Resulullah´ın müdahalesinde alimler şu mânayı görürler: "Allah, aczi yani işini gevşek tutmayı, (sözgelimi mahkeme önünde kendini müdafaa edecek delilleri ibraz etmemeyi, kendini delilsiz bırakacak şekilde tedbirsiz hareket etmiş olmayı; alışverişi senede sepete bağlamamayı, şahid işini ihmal etmeyi vs.) sevmez."

Keys, burada "acz"in zıddıdır. Öyleyse Aleyhissalâtu vesselâm´ın: "Sana keys (akıllılık) düşer" sözü, şu mânayı ifade etmektedir: "Gevşek, ihmalkâr olma, uyanık ol, gözünü dört aç, işlerini sıkı takip et, esbaba yapışmayı unutma; insanların iyi niyetine güvenip zevahire mürâcatı terketme. Zîra Allah bu çeşit kusurları sevmez. Allah uyanık ve müteyakkız olmayı takdir ve tahmid etmektedir."

Fethu´l-Vedud´da şu açıklama yapılmıştır: "Keys, işlerde teyakkuz (uyanıklık) ve tedbire tevessül, erbabı gözeterek maslahatı arama, sonuç hususunda fikri kullanmaktır", yani "Sana, muamelende müteyakkız olman gerekirdi. Şimdi hasmın galebe çalınca hasbiyallahu ve nime´lvekil diyorsun. Zamanında müteyakkız olmadan, senin yaptığın gibi, iş işten geçtikten sonra hasbiyallahu ve ni´me´lvekil denmesi aczdir, uygun değildir" demektir."

Aliyyu´l-Kârî: "Hadiste hükme bağlanan husus belki de bir borçtu. Adam delilsiz olarak ödeyince, Resulullah adamı, şahidsiz olarak ödediği için, itab etmiştir" der.

Resulullah (aleyhissalâtu vesselâm), muamelelerinde gevşek ve tedbirsizliği sebebiyle haksızlığa uğrayan kimseyi itab etmiş olmasına rağmen, tedbirsizin gafletinden istifade ile hileye başvuran kimsenin fiiline bir meşruiyet kazandırmaz. Onun uhrevî mesuliyetinde bir eksiklik hasıl etmez. Müslüman, her işinde müteyakkız olmalıdır.
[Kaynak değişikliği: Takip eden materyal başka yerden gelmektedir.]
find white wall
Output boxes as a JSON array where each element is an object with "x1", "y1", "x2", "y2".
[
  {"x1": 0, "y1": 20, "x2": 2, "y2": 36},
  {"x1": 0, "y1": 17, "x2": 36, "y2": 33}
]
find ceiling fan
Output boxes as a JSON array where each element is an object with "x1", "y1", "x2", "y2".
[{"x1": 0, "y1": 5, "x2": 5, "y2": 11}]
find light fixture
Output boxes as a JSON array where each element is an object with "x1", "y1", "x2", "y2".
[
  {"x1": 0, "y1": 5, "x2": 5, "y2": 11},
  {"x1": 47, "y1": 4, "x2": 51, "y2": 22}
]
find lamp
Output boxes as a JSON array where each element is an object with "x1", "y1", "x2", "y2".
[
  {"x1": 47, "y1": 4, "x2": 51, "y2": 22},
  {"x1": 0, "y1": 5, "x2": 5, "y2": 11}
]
Fakat gafilin gafletinden istifade ile haksızlığa da tevessül etmemelidir.[27]



ـ4895 ـ5ـ وعن عمرو وعليّ وغيرهما رَضِيَ اللّهُ عَنْهم أنهم قالوا: ]يَقْضِيَ الْقَاضِي وَالْحَاكِمُ في الْمَسْجِدِ فإذَا أتَى عَلى حَدّ أُقِيمَ خَارِجَ الْمَسْجِدِ[. أخرجه البخاري ترجمة .
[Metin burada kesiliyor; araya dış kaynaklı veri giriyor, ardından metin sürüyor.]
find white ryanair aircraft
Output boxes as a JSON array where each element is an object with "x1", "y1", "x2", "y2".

5. (4895)- Hz. Ömer, Hz. Ali ve diğer bir kısım Ashab (radıyallahu anhüm) demişlerdir ki: "Kadı ve hâkim mescidde hüküm verebilir. Şayet bir haddle ilgili hüküm vermişlerse, bunun icrası mescidin dışında yapılır." [Buhârî, bab başlığı olarak kaydetmiştir. Ahkâm 19.][28]



AÇIKLAMA:



Bu mâna, Buhârî´de bab başlığı olarak yer almıştır. "Mâna" diyoruz, çünkü bab başlığındaki elfaz, bu mânayı ifade etse de, farklıdır. İbnu Hacer´in açıkladığına göre, bu meselede, yani mescidde muhakeme yapma işinde esas olan, mescidde bulunanları rahatsız edecek bir şeyin olmamasıdır. Eğer öyle bir durum mevzubahis olursa, bunun mescidde cereyanı caiz olmaz. Nitekim, muhakemenin hadd tatbiki kısmı, hariçte icra edilecek; mescid, kirlenmelere karşı korunacaktır.
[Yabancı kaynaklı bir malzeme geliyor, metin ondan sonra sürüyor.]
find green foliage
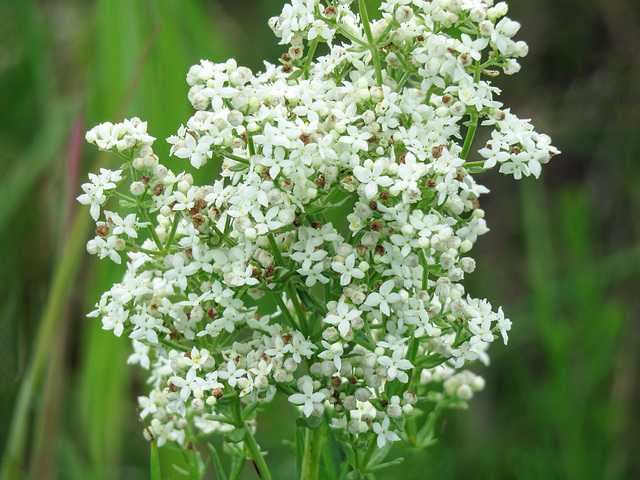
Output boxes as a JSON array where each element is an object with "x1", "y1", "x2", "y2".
[{"x1": 0, "y1": 0, "x2": 640, "y2": 480}]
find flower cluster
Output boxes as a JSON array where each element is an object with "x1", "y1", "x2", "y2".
[{"x1": 79, "y1": 0, "x2": 558, "y2": 472}]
Hz. Ali ve Hz. Ömer (radıyallahu anhümâ) ile ilgili rivayetler başka kaynaklarda mevsul olarak gelmiştir. Rivayetlerde, kendilerine intikal eden hadd davalarında, her ikisinin de haddin tatbiki için, mücrimlerin mescidden dışarı çıkarılmalarını emrettikleri görülür.[29]